This article provides commentary and analysis of the arguments in Walden v. Fiore, on the Supreme Court’s November 2013 docket. In 2006, a DEA agent at Atlanta’s Hartsfield-Jackson airport seized $97,000 in cash from Gina Fiore and Keith Gipson when these professional gamblers were making a connecting flight from Puerto Rico to Las Vegas, Nevada. After they sued in Nevada, the agent challenged personal jurisdiction and venue. The Court will determine whether the Ninth Circuit’s decision upholding personal jurisdiction and venue in Nevada was erroneous.
The Court will decide two issues, one relating to a court’s exercise of personal jurisdiction and the other addressing a court’s proper venue. The issues are: (1) Whether a federal court may assert personal jurisdiction over a non-resident defendant, consistent with due process, where the defendant causes an intentional tort injury to Nevada residents, and (2) Whether a Nevada federal court is an appropriate venue, under 28 U.S.C. § 1391(b)(2), which provides that a case may be brought in a district “in which a substantial part of the events or omissions giving rise to the claim occurred.”
This appeal involves an alleged intentional tort by Walden and therefore focuses on Nevada’s assertion of personal jurisdiction based on commission of an intentional tort. Courts have adopted a three-part test to evaluate personal jurisdiction derived from the Court’s decision in Calder v. Jones, 465 U.S. 783 (1984). For a state to assert personal jurisdiction, a defendant must have (1) committed an intentional act, (2) expressly aimed his conduct at the forum state, and (3) caused harm that the defendant knows is likely to be suffered in the forum state. Consequently, the nub of the dispute concerns whether Walden expressly aimed his conduct at Nevada within the meaning of Calder, also focusing on Calder’s so-called “effects test.” This appeal, therefore, invites the Court to clarify the Calder doctrine that the lower courts have developed in that decision’s wake.
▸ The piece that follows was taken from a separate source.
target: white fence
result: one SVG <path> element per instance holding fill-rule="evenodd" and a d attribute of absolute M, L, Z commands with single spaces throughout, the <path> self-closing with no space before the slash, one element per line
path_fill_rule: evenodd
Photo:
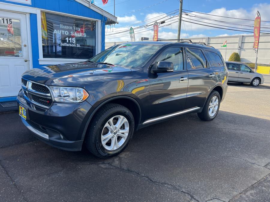
<path fill-rule="evenodd" d="M 253 35 L 183 39 L 181 40 L 186 41 L 189 39 L 194 42 L 204 42 L 208 45 L 218 49 L 221 52 L 224 59 L 226 61 L 234 52 L 239 54 L 241 62 L 255 63 L 256 60 L 256 54 L 252 48 L 254 41 Z M 226 40 L 227 40 L 226 54 L 226 48 L 221 47 Z M 106 42 L 105 48 L 116 44 L 127 42 Z M 258 63 L 265 64 L 270 63 L 270 34 L 261 34 L 258 57 Z"/>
The appeal additionally asks the Court to umpire the language in the venue provision allowing venue to be laid in any district in which “a substantial part of the events or omissions giving rise to the claim occurred.” Ironically, the Court has been asked to clarify a statutory amendment that Congress intended to clarify a previous ambiguous venue provision which the current language replaced. It remains to be seen whether the Justices will make recourse to the legislative history behind the 1990 amendment, or whether those Justices who eschew reference to legislative history will default to a plain reading of the statutory text. If so, the outcome is uncertain as both sides argue that the plain text of the venue statute dictates venue either in Georgia (as the defendant argues) or Nevada (as the plaintiffs contend).
The Court also may pay heed to the Walden’s policy arguments: that affirmation of the Ninth Circuit’s decision will render law enforcement personnel, journalists and publishers, internet users, and businesses vulnerable to personal jurisdiction in far-flung places. Several business-oriented amici therefore have filed briefs in Walden’s support. In addition, the United States Department of Justice also has filed an amicus brief on Walden’s behalf endorsing these same concerns. If the Court agrees that these policy arguments are compelling enough, the Court will have to craft a nuanced doctrine cabining the reach of the Calder effects test.
Linda S. Mullenix, Does What Happens in Vegas Really Stay in Vegas?: Revisiting the Personal Jurisdiction “Effects Test” and Proper Venue, 2 Preview of U.S. Supreme Court Cases 98 (Nov. 4, 2013).